When Sheriff Dale “Frog” Ford was called to the home of Eddie Ray and Janet Denton on Sunday morning, he never imagined the horror awaiting him.
However, on Sunday morning, Sept. 2, around 7:45 a.m., he was notified of a situation and arrived on the scene to find three miniature horses with multiple lacerations across their body, but mainly in their head and neck areas – lying dead at various spots in Denton’s pen.
Ford contacted Kentucky Department of Fish and Wildlife immediately to come to the scene to provide help in discerning what animals could have caused the carnage.
According to Ford, one F&W representative came to the scene and took pictures of horses and one track which resembled a large feline – or cat track – in the mud next to one of the horses’ body.
Ford noted, at that time, the biologist agreed that the killing looked to be the handiwork of some sort of big cat — with many suspecting a mountain lion had been the culprit. The biologist then left the scene without taking any samples, cast molds nor any other types of testing, Ford said.
Another F&W officer did come to the scene around six hours later, he added, and made additional pictures, Ford added.
As news of the situation spread, news outlets contacted Ford who advised the public to exercise caution until
the manner of death could be confirmed, especially with small children outside, animals and livestock.
“It’s a matter of public safety, I think,” he said. “I felt it was extremely important for the public to be aware and I still do.”

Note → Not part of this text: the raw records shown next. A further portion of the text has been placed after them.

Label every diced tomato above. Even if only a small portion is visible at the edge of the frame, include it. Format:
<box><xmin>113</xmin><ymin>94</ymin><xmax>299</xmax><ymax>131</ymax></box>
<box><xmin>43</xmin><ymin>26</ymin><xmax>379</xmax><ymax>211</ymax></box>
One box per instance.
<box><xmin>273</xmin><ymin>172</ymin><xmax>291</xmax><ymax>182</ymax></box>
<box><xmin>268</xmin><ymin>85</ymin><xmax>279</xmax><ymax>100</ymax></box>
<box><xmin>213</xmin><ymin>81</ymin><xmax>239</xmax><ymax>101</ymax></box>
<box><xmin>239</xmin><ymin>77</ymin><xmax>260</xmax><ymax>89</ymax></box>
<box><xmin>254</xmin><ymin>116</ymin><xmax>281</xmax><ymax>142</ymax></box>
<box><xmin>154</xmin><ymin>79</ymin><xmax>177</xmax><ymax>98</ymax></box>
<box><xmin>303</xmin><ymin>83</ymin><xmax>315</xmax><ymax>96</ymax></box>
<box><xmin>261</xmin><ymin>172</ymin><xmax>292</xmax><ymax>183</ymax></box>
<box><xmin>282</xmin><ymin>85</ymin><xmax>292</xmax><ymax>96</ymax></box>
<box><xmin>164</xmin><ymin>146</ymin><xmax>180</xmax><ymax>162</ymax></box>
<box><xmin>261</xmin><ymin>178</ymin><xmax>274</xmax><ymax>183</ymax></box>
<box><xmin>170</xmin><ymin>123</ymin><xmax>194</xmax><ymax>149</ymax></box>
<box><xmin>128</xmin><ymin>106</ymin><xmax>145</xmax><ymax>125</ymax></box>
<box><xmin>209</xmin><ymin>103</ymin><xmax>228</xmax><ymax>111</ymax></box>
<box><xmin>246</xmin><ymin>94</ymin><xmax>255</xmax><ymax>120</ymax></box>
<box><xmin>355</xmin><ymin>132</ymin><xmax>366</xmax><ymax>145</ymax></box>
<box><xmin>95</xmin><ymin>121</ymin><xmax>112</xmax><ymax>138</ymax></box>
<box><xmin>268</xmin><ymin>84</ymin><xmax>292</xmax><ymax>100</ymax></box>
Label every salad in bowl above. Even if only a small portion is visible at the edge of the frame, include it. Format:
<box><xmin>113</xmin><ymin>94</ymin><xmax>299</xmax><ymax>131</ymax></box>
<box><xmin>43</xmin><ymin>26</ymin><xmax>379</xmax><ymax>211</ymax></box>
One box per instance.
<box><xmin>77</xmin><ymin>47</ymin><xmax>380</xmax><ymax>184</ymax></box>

However, on Tuesday morning, Ford was shocked to receive a Face Book message from an account listed to Dave Baker, the Information Branch Manager at Kentucky Department of Fish and Wildlife which read:
“Please update your website to reflect that the animals were shot, not mauled by a large cat. It’s causing unnecessary panic out there. You can verify through (officer and biologist’s names removed but listed with contact information). Please address this asap.”
To which Ford replied “bull—-. They came down there and took measurements of the bite wounds and the track found at the scene and even stated it was a cat, but he couldn’t tell exactly what kind of cat it was — but that it was definitely larger than a bobcat.”
Ford also pointed out that over the past two months, Denton had experienced most of his chickens being killed, along with 18 of his ducks from his pond, but during that time, he felt that it was the work of bobcats or coyotes. However, looking back now, Denton wonders if the cat had been in the area the whole time.
“I’ve had reports of mountain lions being spotted throughout the county sporadically for the past few months,” Ford said, “but these were all unconfirmed.” Since this incident has occurred, Ford has received a picture of what appears to be a large cat – possibly a mountain lion – approximately three miles on the east side of Tompkinsville. (Denton’s property, as the crow flies, is about a mile from the City limits, Ford added.)
“My gut feeling is that this is some sort of large cat and my concern is public safety first. If this is actually a mountain lion, other livestock such as Denton’s horses, or even humans, could be at risk,” he added.
“I don’t really care if everyone doesn’t believe us — or makes fun of us for issuing these warnings,” Ford said. “But I’d rather be wrong and cautious than to be right and something serious occur again.
Ford also noted that within 500 feet of the dead horses laid a family’s pet Husky, with injuries which led them to believe it was related while another dog in the area was documented with scrapes and scratches after the night of Sept. 1.
“I’ve been very disappointed in the assistance we have asked for and what we haven’t received from Fish and Wildlife. They (F&W) haven’t answered many of the news media’s calls for information – and one media source said they were going to study the animals – that would be a little hard to do since they told the owners they could do what they wanted to with the bodies and they’ve been buried,” Ford said.
If you notice anything suspicious, call the Sheriff’s Office at 270-487-6622. “And be prepared to protect your family and your property at all times,” Ford said. “These animals – if it is a mountain lion – are not native to this area, so they’re not protected by federal laws. Do what you have to do,” Ford said.